MARY DAY is standing in the front hallway of the school, the ever-present Jasmine close at her heels. She is waiting, somewhat impatiently, for her afternoon class to arrive.

She is down to only two scheduled classes a week these days. It is a far cry from the countless years when she taught all day, rehearsed productions well into the evening, and then, sneaking down from the cozy apartment she used to inhabit on the school's top floor, danced alone in a darkened studio late at night, choreographing works for her students.

But she would never dream of abandoning the classroom. "I love to teach, and I get very itchy when I don't get in there," she says. Even after all these years, she can still get excited at the sight of a well-executed pirouette or the suppleness of a perfectly arched back. "I never get bored," she insists, adding, "I must be very peculiar."

Outfitted today in head-to-toe black -- rope-soled shoes, loose-fitting slacks and a cotton V-neck sweater that reveals a smooth-skinned chest and enviably firm upper arms -- Day cuts a formidable figure in the studio. And her businesslike style does little to dispel her image as a stern, if devoted, taskmaster.

Gripping the metal barre with both hands, Day begins by running through the steps she wants the students to execute, demonstrating them in a sort of brisk choreographic shorthand. With a nod of her head, she signals to the accompanist, who is perched with his piano on a tiny triangular balcony overhead. Then she takes a seat on a wooden bench at the front of the room and watches, hand on hip, chin thrust forward.
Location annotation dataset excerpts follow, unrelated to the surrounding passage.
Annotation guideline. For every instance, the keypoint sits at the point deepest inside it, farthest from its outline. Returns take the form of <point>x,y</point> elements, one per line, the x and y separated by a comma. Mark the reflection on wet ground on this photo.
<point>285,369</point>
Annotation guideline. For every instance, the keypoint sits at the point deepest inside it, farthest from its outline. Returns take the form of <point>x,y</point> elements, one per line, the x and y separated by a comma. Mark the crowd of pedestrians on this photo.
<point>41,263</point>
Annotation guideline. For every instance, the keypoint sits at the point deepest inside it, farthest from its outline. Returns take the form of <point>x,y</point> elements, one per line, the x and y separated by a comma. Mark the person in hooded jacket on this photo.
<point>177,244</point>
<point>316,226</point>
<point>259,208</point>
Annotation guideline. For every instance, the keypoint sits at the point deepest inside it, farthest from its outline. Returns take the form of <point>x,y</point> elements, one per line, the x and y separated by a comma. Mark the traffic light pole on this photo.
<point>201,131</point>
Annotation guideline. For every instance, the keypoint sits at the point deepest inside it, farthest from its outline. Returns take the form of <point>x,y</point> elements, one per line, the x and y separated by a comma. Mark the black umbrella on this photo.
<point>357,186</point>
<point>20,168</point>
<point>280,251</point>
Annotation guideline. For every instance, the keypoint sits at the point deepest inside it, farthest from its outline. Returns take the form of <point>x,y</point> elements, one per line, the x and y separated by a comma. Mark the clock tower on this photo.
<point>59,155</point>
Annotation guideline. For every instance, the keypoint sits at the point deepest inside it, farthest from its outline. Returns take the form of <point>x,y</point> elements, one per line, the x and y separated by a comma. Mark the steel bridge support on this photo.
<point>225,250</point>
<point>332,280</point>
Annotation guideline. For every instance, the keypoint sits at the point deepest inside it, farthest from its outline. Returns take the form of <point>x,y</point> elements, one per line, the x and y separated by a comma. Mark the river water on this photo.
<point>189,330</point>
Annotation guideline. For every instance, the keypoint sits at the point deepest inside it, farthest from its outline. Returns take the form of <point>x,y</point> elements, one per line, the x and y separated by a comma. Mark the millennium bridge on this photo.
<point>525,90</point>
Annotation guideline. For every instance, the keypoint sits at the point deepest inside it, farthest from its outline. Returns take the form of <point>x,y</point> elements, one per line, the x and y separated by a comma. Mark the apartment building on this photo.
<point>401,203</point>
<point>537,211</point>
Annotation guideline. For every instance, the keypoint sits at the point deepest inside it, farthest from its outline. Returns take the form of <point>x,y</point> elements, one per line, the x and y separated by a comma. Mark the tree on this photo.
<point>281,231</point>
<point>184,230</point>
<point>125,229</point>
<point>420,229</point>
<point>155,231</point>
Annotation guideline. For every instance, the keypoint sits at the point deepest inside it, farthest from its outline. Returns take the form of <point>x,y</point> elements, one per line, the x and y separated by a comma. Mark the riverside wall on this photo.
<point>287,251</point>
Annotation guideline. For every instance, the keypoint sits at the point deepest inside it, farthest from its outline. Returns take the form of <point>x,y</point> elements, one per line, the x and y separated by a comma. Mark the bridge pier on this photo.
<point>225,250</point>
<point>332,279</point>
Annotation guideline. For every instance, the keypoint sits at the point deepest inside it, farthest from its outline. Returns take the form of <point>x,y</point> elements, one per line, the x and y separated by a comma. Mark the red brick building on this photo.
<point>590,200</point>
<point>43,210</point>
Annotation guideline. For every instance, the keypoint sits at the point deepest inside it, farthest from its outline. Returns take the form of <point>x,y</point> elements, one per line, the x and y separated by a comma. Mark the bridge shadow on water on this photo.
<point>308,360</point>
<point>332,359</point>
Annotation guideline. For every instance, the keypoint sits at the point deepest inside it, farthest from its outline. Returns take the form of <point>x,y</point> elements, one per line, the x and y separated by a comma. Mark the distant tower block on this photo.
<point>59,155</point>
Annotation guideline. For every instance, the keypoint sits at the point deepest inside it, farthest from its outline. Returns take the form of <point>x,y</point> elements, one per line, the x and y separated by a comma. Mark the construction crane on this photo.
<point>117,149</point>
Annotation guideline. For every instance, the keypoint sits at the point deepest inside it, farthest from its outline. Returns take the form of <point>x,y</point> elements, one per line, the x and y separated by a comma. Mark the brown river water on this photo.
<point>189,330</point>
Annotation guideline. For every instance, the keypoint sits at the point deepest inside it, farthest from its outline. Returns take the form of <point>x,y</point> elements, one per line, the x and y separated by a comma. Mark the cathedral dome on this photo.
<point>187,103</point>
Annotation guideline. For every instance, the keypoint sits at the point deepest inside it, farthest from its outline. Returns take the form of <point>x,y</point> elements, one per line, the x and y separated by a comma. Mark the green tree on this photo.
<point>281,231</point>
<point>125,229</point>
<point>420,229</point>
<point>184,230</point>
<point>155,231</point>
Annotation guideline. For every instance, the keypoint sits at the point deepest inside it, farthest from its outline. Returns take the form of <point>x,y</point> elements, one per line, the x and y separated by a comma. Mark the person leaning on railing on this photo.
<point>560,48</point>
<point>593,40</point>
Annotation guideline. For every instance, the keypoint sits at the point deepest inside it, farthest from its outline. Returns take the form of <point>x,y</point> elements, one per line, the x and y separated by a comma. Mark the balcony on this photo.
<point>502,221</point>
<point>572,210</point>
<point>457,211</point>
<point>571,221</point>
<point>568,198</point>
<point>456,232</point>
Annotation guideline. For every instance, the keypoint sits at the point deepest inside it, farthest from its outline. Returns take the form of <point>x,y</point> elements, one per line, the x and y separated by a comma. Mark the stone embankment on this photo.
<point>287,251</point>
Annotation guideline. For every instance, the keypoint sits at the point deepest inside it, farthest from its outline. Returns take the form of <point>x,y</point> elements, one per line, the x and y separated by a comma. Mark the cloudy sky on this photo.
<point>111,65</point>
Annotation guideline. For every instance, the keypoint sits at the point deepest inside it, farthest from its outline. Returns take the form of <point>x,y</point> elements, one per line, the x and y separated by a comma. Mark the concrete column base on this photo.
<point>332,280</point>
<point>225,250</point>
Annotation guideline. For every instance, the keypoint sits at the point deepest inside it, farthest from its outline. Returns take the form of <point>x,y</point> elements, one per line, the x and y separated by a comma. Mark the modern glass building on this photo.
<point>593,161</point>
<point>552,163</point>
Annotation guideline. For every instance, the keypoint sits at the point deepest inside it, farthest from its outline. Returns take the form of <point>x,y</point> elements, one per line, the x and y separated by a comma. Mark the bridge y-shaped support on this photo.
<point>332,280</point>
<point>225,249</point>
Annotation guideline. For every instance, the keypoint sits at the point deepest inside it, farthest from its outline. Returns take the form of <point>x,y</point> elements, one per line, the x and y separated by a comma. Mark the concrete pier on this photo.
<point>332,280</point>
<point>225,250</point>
Her eyes sweep across the young bodies in their navy-blue leotards, following their movements so closely it almost looks as if she is guiding them by will alone.

After the hour-and-15-minute class, Day heads back down the hall to her office, arriving half a step behind Jasmine, who snuggles into the plaid foam-rubber bed set against the wall behind the desk. It is late in the afternoon, and Day too is tired. But when you have a mission, there is always work to be done: applications for the next school session to review, individual progress reports for each student to complete, arrangements to make for the company's next tour.

She may not be able to answer the larger questions about the ballet's future today, or turn her dancers overnight into the hometown heroes she believes they ought to be. But that doesn't stop her from moving forward.

"You have to have blinders on," she says. "You just go."